Billy Traylor, Baroque oboe
Oboist, early music specialist, and musicologist Billy Traylor, a native of Denham Springs, Louisiana, is currently pursuing a Master of Science in Information Studies at the University of Texas at Austin. A former student in Indiana University’s prestigious Early Music Institute, he also holds diplomas in oboe and bassoon performance from the University of New Orleans (BA 2001) and Northwestern State University of Louisiana (MM 2004), where he was Adjunct Instructor of Bassoon and Early Music. His master’s document was entitled “Antoine Reicha’s Duo pour piano et basson: An Analysis and Urtext Performing Edition,” in which he presented a formal analysis and new performing edition taken directly from the composer’s original manuscript of this rarely performed duo sonata for piano and bassoon. In addition to doctoral early music studies at Indiana University in Bloomington, Mr. Traylor has also completed doctoral coursework in musicology at the University of North Texas (Denton, TX) and Louisiana State University (Baton Rouge, LA).
Mr. Traylor is the Artistic Director of the Austin Baroque Orchestra and Coro Settecento, a period-instrument orchestra and choir based in Austin, Texas, which he founded in 2011, and in which he plays harpsichord, baroque oboe, and recorder. He also performs regularly as a baroque oboist and recorder player with La Follia Austin Baroque. Previously, in 2003, he founded Collegium Musicum Novæ Aureliæ, at the time Louisiana’s only actively performing orchestral ensemble for seventeenth- and eighteenth-century music, based in New Orleans. He studied historical oboes with the late Washington McClain (Indiana University), and has studied modern oboe with James Ryon (University of North Texas, formerly of Louisiana State University) and Tony Smith (Northwestern State University, emeritus), and harpsichord and fortepiano with Elisabeth Wright (Indiana University). He has performed with both modern- and period-instrument chamber ensembles and orchestras in Texas, Louisiana, Mississippi, Alabama, and Indiana.

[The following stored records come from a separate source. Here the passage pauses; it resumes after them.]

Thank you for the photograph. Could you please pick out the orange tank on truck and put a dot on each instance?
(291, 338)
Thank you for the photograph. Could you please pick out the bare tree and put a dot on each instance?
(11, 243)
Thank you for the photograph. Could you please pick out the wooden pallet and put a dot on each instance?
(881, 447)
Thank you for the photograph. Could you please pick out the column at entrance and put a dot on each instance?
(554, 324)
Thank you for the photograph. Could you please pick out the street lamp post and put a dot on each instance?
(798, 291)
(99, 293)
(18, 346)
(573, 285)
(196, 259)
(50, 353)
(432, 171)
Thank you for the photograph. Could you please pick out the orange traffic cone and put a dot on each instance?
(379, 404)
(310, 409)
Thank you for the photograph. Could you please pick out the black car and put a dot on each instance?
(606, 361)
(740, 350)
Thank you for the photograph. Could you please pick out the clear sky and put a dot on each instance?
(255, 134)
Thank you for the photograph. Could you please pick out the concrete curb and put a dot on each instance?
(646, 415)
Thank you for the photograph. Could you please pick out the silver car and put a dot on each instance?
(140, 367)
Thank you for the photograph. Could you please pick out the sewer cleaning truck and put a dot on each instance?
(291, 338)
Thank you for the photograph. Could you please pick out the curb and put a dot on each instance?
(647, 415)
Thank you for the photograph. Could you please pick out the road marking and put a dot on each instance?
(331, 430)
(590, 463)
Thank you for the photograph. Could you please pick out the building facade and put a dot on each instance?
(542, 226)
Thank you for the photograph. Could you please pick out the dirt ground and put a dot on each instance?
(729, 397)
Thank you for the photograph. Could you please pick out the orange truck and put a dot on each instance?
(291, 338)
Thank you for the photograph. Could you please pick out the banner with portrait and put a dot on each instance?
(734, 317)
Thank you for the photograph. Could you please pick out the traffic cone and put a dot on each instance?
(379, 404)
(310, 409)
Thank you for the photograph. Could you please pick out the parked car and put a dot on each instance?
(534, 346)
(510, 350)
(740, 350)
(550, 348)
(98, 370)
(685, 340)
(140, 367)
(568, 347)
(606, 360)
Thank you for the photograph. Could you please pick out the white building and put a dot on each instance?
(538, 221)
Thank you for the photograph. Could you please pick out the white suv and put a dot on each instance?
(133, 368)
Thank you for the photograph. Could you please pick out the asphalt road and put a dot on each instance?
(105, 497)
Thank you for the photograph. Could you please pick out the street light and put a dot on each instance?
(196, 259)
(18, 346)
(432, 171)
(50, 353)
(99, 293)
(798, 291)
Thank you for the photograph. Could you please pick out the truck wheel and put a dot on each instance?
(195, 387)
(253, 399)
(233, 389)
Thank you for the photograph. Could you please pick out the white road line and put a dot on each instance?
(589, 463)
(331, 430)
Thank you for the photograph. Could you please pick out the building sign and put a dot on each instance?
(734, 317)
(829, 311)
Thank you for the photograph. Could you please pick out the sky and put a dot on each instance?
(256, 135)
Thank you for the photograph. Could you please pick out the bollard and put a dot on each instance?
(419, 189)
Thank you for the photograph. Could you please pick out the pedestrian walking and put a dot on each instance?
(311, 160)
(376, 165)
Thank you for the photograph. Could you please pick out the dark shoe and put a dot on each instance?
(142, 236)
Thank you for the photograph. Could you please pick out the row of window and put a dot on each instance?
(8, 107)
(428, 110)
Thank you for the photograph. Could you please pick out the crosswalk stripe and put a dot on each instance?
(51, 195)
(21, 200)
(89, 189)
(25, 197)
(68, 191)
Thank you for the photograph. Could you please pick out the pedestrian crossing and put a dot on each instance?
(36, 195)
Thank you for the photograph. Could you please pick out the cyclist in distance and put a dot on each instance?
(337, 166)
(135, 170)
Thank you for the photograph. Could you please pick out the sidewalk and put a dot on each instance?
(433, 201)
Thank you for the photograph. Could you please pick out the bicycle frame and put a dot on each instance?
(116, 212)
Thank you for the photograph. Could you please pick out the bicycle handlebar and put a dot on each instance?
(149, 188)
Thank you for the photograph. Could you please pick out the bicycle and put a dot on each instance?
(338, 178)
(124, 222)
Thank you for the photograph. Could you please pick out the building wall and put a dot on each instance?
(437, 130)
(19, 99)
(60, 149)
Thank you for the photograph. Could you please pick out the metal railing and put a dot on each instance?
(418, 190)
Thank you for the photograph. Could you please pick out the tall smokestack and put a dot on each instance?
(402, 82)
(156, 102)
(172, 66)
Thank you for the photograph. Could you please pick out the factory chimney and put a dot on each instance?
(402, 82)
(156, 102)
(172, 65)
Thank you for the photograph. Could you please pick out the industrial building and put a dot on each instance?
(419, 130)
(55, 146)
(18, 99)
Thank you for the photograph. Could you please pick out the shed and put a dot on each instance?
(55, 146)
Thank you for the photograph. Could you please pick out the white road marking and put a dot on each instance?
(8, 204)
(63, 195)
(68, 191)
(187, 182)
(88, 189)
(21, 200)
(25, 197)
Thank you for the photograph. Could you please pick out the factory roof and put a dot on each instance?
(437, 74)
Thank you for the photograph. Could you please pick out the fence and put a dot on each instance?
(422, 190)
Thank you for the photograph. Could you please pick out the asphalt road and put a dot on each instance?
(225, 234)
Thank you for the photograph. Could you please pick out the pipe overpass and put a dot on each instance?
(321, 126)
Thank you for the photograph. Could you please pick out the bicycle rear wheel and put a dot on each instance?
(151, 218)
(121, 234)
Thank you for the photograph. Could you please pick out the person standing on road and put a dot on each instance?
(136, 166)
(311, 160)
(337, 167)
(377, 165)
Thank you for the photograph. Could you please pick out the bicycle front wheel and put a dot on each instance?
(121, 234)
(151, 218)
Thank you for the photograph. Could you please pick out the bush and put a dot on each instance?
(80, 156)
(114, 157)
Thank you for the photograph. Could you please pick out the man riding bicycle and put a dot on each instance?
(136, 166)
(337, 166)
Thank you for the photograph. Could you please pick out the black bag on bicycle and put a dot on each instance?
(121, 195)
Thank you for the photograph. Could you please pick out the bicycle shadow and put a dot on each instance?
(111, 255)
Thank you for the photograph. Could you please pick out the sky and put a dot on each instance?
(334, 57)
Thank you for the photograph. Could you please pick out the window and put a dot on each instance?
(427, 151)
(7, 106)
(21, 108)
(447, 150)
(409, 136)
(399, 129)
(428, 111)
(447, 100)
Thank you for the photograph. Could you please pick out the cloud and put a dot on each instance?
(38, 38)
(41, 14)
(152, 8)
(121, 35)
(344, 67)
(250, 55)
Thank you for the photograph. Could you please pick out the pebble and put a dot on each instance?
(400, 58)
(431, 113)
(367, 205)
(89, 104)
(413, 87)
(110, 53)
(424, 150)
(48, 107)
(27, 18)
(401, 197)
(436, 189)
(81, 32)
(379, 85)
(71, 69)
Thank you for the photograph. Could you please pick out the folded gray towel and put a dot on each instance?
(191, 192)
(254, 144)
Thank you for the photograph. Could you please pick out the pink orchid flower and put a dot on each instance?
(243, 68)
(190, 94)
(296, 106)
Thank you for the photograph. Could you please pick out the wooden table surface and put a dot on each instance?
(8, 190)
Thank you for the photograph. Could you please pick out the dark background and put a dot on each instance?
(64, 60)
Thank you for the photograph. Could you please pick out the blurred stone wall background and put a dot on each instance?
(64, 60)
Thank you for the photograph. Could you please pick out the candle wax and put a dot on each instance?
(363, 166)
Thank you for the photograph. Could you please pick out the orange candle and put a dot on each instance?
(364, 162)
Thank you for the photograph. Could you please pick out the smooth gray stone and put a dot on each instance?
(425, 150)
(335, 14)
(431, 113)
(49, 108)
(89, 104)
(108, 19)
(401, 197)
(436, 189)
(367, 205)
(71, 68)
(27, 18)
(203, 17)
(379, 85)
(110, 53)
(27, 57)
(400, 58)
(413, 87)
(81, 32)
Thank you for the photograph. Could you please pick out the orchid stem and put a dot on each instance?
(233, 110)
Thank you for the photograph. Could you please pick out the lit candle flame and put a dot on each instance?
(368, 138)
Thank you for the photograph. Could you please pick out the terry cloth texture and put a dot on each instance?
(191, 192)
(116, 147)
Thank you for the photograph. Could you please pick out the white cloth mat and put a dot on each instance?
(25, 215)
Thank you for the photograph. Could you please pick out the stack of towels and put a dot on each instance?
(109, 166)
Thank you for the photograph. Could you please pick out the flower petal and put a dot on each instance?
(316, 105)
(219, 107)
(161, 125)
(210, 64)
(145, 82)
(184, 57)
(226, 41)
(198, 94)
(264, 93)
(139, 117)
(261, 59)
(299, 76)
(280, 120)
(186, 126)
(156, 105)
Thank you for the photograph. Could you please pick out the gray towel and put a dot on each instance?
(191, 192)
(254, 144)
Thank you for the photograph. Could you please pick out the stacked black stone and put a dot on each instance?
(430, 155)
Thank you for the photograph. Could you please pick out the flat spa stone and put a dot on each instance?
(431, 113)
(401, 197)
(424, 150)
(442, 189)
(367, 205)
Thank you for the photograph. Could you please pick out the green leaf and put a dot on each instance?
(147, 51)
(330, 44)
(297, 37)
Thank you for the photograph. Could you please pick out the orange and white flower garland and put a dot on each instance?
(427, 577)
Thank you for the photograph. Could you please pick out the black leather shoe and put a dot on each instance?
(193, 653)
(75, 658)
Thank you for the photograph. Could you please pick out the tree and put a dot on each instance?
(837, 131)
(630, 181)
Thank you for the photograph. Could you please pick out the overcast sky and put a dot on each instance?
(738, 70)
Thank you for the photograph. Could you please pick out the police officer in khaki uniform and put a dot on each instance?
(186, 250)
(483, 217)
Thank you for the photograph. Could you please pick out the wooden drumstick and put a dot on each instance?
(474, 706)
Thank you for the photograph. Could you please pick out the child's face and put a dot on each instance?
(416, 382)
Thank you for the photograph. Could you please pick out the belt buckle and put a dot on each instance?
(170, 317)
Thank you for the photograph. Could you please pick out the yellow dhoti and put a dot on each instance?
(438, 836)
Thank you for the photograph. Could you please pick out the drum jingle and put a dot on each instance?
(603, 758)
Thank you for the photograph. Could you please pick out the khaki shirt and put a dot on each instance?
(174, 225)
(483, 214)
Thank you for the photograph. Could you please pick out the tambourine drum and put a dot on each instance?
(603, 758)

His primary research interests as a musicologist include the history and development of the oboe and its repertoire, the music of colonial New Orleans and Mexico, music at the courts of Louis XIV and Frederick the Great, the music and lives of Louis Moreau Gottschalk and Antoine Reicha, and the traditional musics of Greece and the Aegean islands. He is currently completing a modern performing edition of François Chauvon’s Les Charmes de l’Harmonie, a long-ignored pastorale héroïque. He has also done extensive work with the Manuscrit des Ursulines, the only extant music manuscript from 18th-century New Orleans, and has edited several other forgotten chamber and orchestral works from the 18th century.